Senin, 22 Maret 2010

KESAHIHAN DALIL:

Budaya Selametan 1-7 Hari, 40 Hari, 100 Hari dan Haul Bagi Orang yang Telah Meninggal

• Pengertian Selamatan atau Haul
Kata ”haul” berasal dari bahasa Arab yang berarti telah lewat atau berarti tahun. Masyarakat Jawa menyebutnya ”khol utowo selametane wong mati” (haul atau selamatan untuk mendo’akan orang yang sudah meninggal) yaitu: suatu upacara ritual keagamaan untuk memperingati meninggalnya seorang Ulama (tokoh agama, kyai) atau salah satu dari anggota keluarga.
Dalil mengenai haul adalah berdasarkan hadits yang menerangkan bahwa junjungan kita Sayyidina Muhammad SAW setiap tahun telah melakukan ziarah kubur pada syuhada’ uhud (para sahabat yang gugur waktu peperangan uhud) yang kemudian diikuti oleh sahabat Abu Bakar, Umar dan Utsman pada setiap tahun. Hadits tersebut diriwayatkan oleh Imam al-Baihaqi dari al-Waqidi;
عَنِ اْلوَاقِدِى قَالَ: كَانَ النَّبِـىُّ يَـزُوْرُ شُهَدَاءَ اُحُدٍ فِيْ كُلِّ حَوْلٍ وَاِذَا بَلَغَ رَفَعَ صَوْتـَهُ فَيَقُوْلُ: سَلاَمٌ عَلَيْكُمْ ِبـمَا صَبَرْتـُمْ فَـنِعْمَ عُقْبَى الدَّارِ . ثُمَّ اَبُوْ بَكْرٍ يَـفْعَلُ مِثْلَ ذَلِكَ ثُمَّ عُمَرُ ثُمَّ عُثْمَانُ (رواه البيهقى)
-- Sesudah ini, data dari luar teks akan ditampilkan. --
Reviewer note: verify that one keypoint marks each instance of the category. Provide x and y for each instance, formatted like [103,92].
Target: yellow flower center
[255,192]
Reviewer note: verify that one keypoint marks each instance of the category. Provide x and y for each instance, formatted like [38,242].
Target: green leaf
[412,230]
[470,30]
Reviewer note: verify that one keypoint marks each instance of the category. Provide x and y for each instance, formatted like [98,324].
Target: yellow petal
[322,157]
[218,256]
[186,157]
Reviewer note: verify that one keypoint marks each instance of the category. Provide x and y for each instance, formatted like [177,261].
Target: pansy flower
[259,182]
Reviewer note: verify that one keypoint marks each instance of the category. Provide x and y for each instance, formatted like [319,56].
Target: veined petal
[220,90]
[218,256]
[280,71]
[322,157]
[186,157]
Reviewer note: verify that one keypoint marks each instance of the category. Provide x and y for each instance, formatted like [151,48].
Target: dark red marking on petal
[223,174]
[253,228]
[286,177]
Artinya; al-Waqidy berkata: “Nabi Muhammad saw. berziarah ke makam syuhada’ uhud pada setiap tahun, apabila telah sampai di makam syuhada’ uhud beliau mengeraskan suaranya seraya berdo’a: keselamatan bagimu wahai ahli uhud dengan kesabaran-kesabaran yang telah kalian perbuat, inilah sebaik-baik rumah peristirahatan. Kemudian Abu Bakar pun melakukannya pada setiap tahun begitu juga Umar dan Utsman. (HR. Baihaqi) (Mukhtashar Ibnu Katsir, Juz 2 hal. 279)

• Hukum Selametan 1-7 hari, 40 hari, 100 hari dan Haul bagi orang yang telah meninggal
Mengenai hukum haul dan selametan, terjadi perbedaan pendapat di kalangan ulama, tetapi mayoritas ulama dari empat madzhab berpendapat bahwa pahala ibadah atau amal shaleh (seperti: selametan) yang dilakukan oleh orang yang masih hidup bisa sampai kepada orang yang sudah meninggal. Namun di sini akan kami paparkan seputar khilaf para ulama mengenai hal ini baik yang memperbolehkan maupun yang tidak memperbolehkannya. Adapun berbagai pendapat ulama madzhab beserta dalil-dalilnya adalah seperti di bawah ini;

a. Pendapat yang memperbolehkan
1. Menurut Ibnu Taimiyah
Syaikhul Islam Taqiyuddin Muhammad ibnu Ahmad ibn Abdul Halim (yang lebih populer dengan julukan Syaikhul Islam Ibnu Taimiyah dari madzhab hambali) dalam kitab Majmu’ Fatawa: XXIV/314-315, menjelaskan sebagai berikut ini:
اَمَّا الصَّدَقَةُ عَنِ الْمَيِّتِ فَـِانَّهُ يَنْـتَـفِعُ بِهَا بِاتِّـفَاقِ الْمُسْلِمِيْنَ. وَقَدْ وَرَدَتْ بِذٰلِكَ عَنِ النَّبِيِّ صَلَّى الله ُعَلَيْهِ وَسَلَّمَ اَحَا دِيْثُ صَحِيْحَةٌ مِثْلُ قَوْلِ سَعْدٍ ( يَا رَسُوْلَ اللهِ اِنَّ اُمِّيْ اُفْتـُلِتـَتْ نَفْسُهَا وَاَرَاهَا لَوْ تَـكَلَّمَتْ تَصَدَّقَتْ فَهَلْ يَنْـفَـعُهَا اَنْ اَتَـصَدَّقَ عَنْهَا ؟ فَقَالَ: نَـعَمْ , وَكَذٰلِكَ يَـنْـفَـعُهُ اَلْحَجُّ عَنْهُ وَاْلاُ ضْحِيَةُ عَنْهُ وَالْعِتْقُ عَنْهُ وَالدُّعَاءُ وَاْلاِسْتِـْغفَارُ لَهُ بِلاَ نِزاَعٍ بَيْنَ اْلأَئِمَّةِ .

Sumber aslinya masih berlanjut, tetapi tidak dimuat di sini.